# The Storm Riders



## Chicago Green Dragon (Apr 7, 2003)

Has anyone seen this fantastic movie ?


Breathtaking special effects, fights, setpieces, and scenery make this film a visual feast.

Plot: Storm Riders is a riveting martial arts film about the friendship and rivalry between two swordsmen, Wind and Cloud, brought up together by a warlord to help him fulfill a prophesy of ruling the world. Caught between them is the one woman they both love.

Overview: The long anticipated new film Storm Riders (Fung Won) which features two top pop stars, Dior Cheng Yi Kin, Aaron Kwok, was released in Hong Kong to great acclaim and eager audiences. It took over a year to produce. The film is adopted from the popular cartoon "Fung Won" and is a classic sword fight movie with many amazing special effects (the reason it has taken so long to make). 

Warlord Conquer (Sonny Chiba) is told that if he can locate and train two boys with particular star charts then his Conqueror Clan will be invincible for ten years. Conquer finds the two boys, but is obliged to get violent when their parents prove old-fashioned about forking over their sole heirs.
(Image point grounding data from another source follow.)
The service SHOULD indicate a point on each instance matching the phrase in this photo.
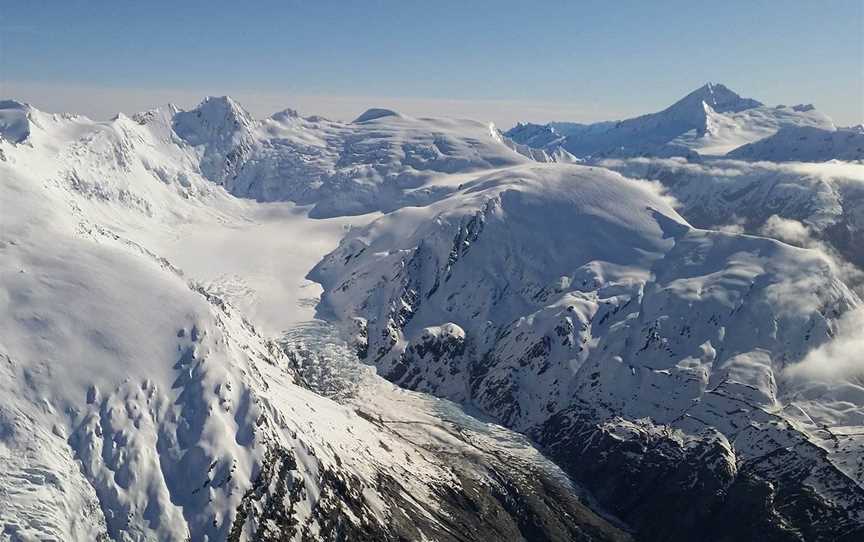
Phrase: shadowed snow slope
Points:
(158, 382)
(557, 298)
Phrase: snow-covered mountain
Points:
(805, 144)
(644, 331)
(138, 403)
(164, 377)
(373, 163)
(712, 120)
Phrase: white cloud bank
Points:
(101, 103)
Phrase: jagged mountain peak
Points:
(717, 96)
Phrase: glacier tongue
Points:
(644, 331)
(139, 403)
(162, 377)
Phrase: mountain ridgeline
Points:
(645, 329)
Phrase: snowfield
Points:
(224, 328)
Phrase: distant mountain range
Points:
(710, 121)
(634, 330)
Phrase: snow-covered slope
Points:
(160, 381)
(711, 120)
(380, 161)
(805, 144)
(808, 205)
(571, 302)
(136, 403)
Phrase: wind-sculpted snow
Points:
(822, 204)
(158, 382)
(375, 163)
(557, 298)
(138, 404)
(14, 121)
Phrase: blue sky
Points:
(500, 61)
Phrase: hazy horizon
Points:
(499, 62)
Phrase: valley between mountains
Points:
(223, 328)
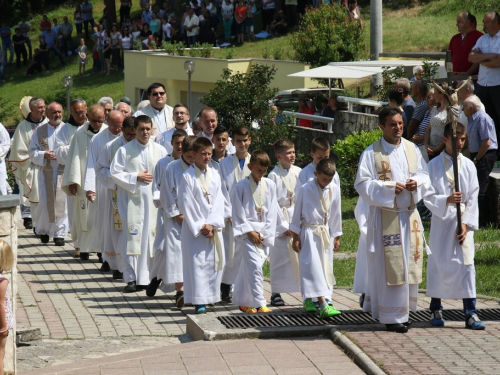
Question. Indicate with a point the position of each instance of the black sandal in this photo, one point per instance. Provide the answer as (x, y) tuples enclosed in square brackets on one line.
[(276, 300)]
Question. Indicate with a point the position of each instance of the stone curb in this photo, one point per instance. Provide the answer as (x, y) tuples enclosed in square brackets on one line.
[(355, 353)]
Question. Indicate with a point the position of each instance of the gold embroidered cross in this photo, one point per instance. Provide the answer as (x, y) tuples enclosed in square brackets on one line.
[(385, 170)]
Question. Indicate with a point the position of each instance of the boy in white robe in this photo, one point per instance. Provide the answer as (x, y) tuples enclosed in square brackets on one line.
[(450, 266), (254, 212), (320, 149), (233, 169), (159, 272), (113, 226), (202, 204), (131, 171), (316, 220), (285, 276)]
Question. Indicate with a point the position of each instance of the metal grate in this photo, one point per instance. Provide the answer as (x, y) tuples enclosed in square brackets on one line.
[(346, 318)]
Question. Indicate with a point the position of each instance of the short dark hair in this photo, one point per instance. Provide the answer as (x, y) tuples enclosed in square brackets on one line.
[(260, 157), (202, 142), (156, 84), (387, 112), (320, 143), (326, 167), (142, 118), (129, 123)]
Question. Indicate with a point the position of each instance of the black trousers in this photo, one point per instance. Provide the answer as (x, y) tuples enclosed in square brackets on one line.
[(484, 167)]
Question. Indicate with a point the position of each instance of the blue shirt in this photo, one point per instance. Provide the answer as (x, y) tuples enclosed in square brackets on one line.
[(479, 128)]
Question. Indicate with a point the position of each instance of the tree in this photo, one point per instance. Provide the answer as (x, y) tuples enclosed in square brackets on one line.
[(327, 34), (245, 99)]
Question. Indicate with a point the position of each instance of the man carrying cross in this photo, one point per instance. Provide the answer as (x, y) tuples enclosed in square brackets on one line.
[(392, 177)]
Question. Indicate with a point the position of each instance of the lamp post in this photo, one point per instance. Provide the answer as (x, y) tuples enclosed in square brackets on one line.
[(189, 67), (67, 84)]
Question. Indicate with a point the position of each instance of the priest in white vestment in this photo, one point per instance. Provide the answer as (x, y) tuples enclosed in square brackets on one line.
[(391, 181), (160, 273), (78, 117), (50, 214), (74, 180), (450, 266), (158, 110), (202, 204), (21, 165), (132, 171), (181, 121), (93, 188), (113, 226)]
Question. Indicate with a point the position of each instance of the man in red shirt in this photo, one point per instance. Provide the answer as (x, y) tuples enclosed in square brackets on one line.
[(461, 44), (304, 108)]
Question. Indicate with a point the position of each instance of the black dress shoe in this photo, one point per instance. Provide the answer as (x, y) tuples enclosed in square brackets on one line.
[(59, 241), (28, 223), (153, 287), (398, 327), (130, 288), (105, 267)]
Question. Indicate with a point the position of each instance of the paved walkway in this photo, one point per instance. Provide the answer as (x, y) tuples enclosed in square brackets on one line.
[(90, 327)]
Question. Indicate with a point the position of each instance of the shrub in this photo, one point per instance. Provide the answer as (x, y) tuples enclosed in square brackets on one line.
[(348, 152), (327, 34)]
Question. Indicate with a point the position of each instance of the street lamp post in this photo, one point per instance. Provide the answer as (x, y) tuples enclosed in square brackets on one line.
[(189, 67), (67, 84)]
Conquer brings them up as his own, along with his legitimate son Frost and daughter Charity. Ten years pass, and our two orphans are mighty warriors. Wind (Ekin Cheng) is obedient but Cloud (Aaron Kwok) is a bit of a brooder, especially when Conquer announces the marriage of Charity (Kristy Yeung) to Wind. Nothing causes a war in the world of martial arts like a love triangle and, before you can say "Whirling Water Attack", Cloud is storming the wedding to steal the bride. 

Eventually, the two boys unite and fight Conquer. Despite the presence of big name actors and actresses, possibly the biggest star of this film is special effects company Centro, which set new standards for the future of Hong Kong Cinema. 


:soapbox: 

Chicago Green
Dragon   :asian:


----------



## Chicago Green Dragon (Apr 7, 2003)

another photo


----------



## moromoro (Apr 23, 2003)

great movie pity that the daughter died she was hot,

another good film is the blade by tsui hark


----------